Wine making has been an integral part of human civilization. Archaeological findings at Neolithic sites in Georgia assert the presence of wine as long back as in 6000 BC. Wines are used complementary to meals, during celebrations, in cooking, and during religious occasions too. Wines are classified on the basis of the method of manufacturing, quality of grapes used, taste, vintage, and wine style.

Methods involved in wine making may vary from country to country. Most wine manufacturers follow traditional methods of wine production and strictly adhere to them. Color of red wine is not a result of fermented grape juice, but due to color of grape-skin that is allowed to be present with the juice during fermentation. Only juice of grapes is used to make White wine and can thus be made from grapes of any color. Sparkling wine usually goes through a two-step fermentation process. It is first allowed to ferment in open and later in a sealed container. Carbon dioxide gets trapped in this sealed container, giving it a sparkle and a slight bubbliness.

Quality of wine reflects its rarity, effort that went into making it, and price it can fetch.

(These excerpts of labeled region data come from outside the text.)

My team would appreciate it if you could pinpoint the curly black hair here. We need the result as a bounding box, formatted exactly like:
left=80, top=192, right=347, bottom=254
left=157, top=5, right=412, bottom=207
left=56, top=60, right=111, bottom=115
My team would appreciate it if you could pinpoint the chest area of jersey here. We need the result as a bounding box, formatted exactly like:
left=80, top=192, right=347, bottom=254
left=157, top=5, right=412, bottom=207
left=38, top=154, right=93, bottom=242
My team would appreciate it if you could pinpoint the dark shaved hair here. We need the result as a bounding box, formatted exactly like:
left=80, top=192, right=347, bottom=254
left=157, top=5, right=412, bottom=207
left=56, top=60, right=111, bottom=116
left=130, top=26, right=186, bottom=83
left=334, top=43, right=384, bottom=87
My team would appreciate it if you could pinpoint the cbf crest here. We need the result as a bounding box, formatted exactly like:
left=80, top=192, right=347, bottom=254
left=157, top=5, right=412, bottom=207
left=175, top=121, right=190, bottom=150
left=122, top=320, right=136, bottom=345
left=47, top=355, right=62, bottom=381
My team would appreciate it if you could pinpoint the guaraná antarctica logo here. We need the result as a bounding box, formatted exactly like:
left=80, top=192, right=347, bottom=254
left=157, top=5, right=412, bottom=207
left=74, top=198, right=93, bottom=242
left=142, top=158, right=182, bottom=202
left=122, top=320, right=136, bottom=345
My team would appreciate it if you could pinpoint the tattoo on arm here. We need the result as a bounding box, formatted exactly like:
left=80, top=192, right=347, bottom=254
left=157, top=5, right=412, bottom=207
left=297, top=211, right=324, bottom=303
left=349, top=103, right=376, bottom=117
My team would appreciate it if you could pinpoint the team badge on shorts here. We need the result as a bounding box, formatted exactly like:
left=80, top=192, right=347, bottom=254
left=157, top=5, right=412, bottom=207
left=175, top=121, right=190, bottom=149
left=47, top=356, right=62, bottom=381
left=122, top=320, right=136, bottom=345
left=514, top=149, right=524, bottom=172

This is also a reason why many people ‘invest’ in wines. The taste of a wine is based on the aroma and sweetness of the wine. A ‘dry’ wine would be lacking in sugar content and a ‘fruity’ wine will have a unique aroma that could be compared to that of a particular fruit. Vintage of a wine refers to the year the grape used in making it were harvested. Many a wine improves in taste as time passes. As per US standards, only 5% portion of the wine can be of a different year than the one claimed on the label.

Style of a wine refers to how it is preferred and termed in various parts of the world. Wine is not only made from grapes, but also from plum, blackcurrant and starch based grains such as barley and rice. Non-grape wines are thus called fruit or country wines.